Automatic and adaptive preprocessing for the development of predictive models.
In recent years, there has been an increasing interest in extracting valuable information from large amounts of data. This information can be useful for making predictions about the future or inferring unknown values. There exists a multitude of predictive models for the most common tasks of classification and regression. However, researchers often assume that data is clean and far too little attention has been paid to data pre-processing. Despite the fact that there are a number of methods for accomplishing individual pre-processing tasks (e.g. outlier detection or feature selection), the effort of performing comprehensive data preparation and cleaning can take between 60% and 80% of the whole data mining process time. One of the goals of this research is to speed up this process and make it more efficient. To this end, an approach for automating the selection and optimisation of multiple preprocessing methods and predictors has been proposed.

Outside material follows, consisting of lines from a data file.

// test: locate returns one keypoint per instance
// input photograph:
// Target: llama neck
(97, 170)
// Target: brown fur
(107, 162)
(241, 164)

The combination of multiple data mining methods forming a workflow is known as Multi-Component Predictive System (MCPS). There are multiple software platforms like Weka and RapidMiner to create and run MCPSs including a large variety of pre-processing methods and predictors. There is, however, no common mathematical representation of MCPSs. An objective of this thesis is to establish a common representation framework of MCPSs. This will allow validating workflows before beginning the implementation phase with any particular platform. The validation of workflows becomes even more relevant when considering the automatic generation of MCPSs.
In order to automate the composition and optimisation of MCPSs, a search space is defined consisting of a number of preprocessing methods, predictive models and their hyperparameters. Then, the space is explored using a Bayesian optimisation strategy within a given time or computational budget. As a result, a parametrised sequence of methods is returned which after training form a complete predictive system. The whole process is data-driven and does not require human intervention once it has been started.
The generated predictive system can then be used to make predictions in an online scenario. However, it is possible that the nature of the input data changes over time. As a result, predictive models may need to be updated to capture the new characteristics of the data in order to reduce the loss of predictive performance. Similarly, preprocessing methods may have to be adapted as well. A novel hybrid strategy combining Bayesian optimisation and common adaptive techniques is proposed to automatically adapt MCPSs. This approach performs a global adaptation of the MCPS. However, in some situations, it could be costly to update the whole predictive system when maybe just a little adjustment is needed. The consequences of adapting a single component can, however, be significant. This thesis also analyses the impact of adapting individual components in an MCPS and proposes an approach to propagate changes through the system.
This thesis was initiated due to a joint research project with a chemical production company, which has provided several datasets with common raw data issues in the process industry. The final part of this thesis evaluates the feasibility of applying such automatic techniques for building and maintaining predictive models for real chemical production processes.